R= restaurant, B=Bar, C=Cafe.  we made it to most of them.  but i never made it to Fat Cat, which i am sad about.  it's a tiny italian cafe with a big ol' fat cat that hangs out inside.  good italian was hard to find there, and supposedly that place was the real deal.  

one of my fave places on the list was oldich dress and drink.  a fantastic vintage-style bar/restaurant that sits below an over-priced yet very stylish vintage clothing shop.  when the store closed for the night, they opened up a HUGE trap door int he floor that revealed a staircase down into the bar.  the store had more pretension in it than one block of lorimer street in williamsburg, brooklyn.  it had a birdcage that held a tiny parakeet dripping with attitude.  but it also had fun hats.  

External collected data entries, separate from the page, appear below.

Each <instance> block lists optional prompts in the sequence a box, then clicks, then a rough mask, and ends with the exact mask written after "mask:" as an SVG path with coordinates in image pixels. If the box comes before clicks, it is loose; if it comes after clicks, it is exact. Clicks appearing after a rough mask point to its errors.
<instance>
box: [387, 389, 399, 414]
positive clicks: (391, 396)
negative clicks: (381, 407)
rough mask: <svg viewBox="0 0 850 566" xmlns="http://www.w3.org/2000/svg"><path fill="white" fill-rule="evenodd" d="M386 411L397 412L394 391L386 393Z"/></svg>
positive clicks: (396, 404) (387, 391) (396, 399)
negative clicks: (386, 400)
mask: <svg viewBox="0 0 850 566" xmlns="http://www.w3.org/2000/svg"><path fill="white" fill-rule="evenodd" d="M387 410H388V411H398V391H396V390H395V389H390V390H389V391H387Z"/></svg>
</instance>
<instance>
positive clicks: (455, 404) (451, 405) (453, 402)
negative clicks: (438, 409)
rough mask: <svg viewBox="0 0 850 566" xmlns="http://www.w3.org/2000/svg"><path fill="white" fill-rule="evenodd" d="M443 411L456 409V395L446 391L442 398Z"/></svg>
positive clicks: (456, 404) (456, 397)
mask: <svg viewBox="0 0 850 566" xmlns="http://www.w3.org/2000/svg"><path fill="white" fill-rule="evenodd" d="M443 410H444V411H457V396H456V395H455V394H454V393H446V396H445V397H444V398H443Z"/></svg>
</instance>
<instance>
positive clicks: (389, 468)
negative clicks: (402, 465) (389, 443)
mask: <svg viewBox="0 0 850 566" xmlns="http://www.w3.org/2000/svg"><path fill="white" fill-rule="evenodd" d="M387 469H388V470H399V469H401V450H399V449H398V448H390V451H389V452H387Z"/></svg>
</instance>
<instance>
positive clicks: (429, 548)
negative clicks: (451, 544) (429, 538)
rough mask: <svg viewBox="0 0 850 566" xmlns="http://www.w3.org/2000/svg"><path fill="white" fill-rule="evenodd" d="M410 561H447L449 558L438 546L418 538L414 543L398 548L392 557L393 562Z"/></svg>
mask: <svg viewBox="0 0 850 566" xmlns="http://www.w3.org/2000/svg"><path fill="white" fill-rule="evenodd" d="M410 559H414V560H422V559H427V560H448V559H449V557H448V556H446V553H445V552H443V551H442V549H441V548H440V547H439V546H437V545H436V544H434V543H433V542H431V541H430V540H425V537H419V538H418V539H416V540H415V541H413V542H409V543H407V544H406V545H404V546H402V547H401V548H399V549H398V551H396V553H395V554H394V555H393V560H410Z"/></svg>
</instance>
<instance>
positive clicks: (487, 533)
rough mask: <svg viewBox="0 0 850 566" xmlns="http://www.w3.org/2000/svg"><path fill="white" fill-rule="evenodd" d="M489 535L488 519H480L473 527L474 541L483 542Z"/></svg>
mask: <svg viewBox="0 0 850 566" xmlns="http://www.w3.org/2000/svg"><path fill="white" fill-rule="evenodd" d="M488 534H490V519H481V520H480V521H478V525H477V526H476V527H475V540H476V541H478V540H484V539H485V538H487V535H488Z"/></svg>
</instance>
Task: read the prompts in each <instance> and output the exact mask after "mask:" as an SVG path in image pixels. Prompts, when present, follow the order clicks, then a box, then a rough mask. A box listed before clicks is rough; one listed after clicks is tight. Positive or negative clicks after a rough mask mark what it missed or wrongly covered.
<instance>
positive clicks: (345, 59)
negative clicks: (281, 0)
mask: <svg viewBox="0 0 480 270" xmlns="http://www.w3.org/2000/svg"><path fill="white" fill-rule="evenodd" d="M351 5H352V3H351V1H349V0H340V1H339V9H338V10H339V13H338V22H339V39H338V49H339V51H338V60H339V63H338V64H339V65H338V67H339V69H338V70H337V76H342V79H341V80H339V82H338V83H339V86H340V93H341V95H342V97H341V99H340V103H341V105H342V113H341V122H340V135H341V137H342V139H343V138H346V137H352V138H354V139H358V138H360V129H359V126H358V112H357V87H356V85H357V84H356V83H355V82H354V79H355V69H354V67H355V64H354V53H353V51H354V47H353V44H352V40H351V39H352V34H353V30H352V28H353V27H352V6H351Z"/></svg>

another frequented dining establishment was delicatessen.  and that was the scene of one of my most awkward moscow moments.  one night a group of us ate there.  we racked up a huge bill, which i put on my card, collecting the cash front he rest of the group.  i signed the bill, we got our coats from the required coat-checks that are at every moscow restaurant, and we left!  and then i remembered that i didn't tip AT ALL.  now, it maybe didn't have to be such a big deal, as tipping was a fairly new convention in moscow.  but i felt horribly guilty.  like i was a nasty, greedy, stuck-up american tourist.  and i spend a good portion (probably too much energy) of my time in any foreign land trying to be the OPPOSITE of what i think your typical american tourist is.  so i was determined to make reparations.  the next day i oriented my errands so i would be in the neighborhood of delicatessen.  and i took a wad of cash there equal to the tip we should have left.  and i used my best broken russian to explain that we ate there the night previous, and forgot to pay the tip.  well, they thought i was saying we forgot to pay AT ALL, and looked up the bills from the night before, called over our waiter, and discovered that we had paid, so tried to tell me all was ok.  however, i was not to be shooed away so easily.  i kept insisting i owed them $, which confused them, and russians are not good with confusion, as confusion usually leads to embarrassment, and russians are definitely NOT good with embarrassment.  it is the one emotion to be avoided at all costs.  it got very awkward.  the manager kept trying to back away, and then tried to apologize, which was humiliating for him and for me, and it was clear he just wanted me to go away cuz he didn't know what to do with me.  i finally just shoved the 800 rubles into the manager's hand, and fled the scene.  and tho it was extremely awkward, i felt good, that i had made reparations.  however, i have no idea if that ever came across.  does karma still work if one party has no idea that a good, right thing was done?  i hope so.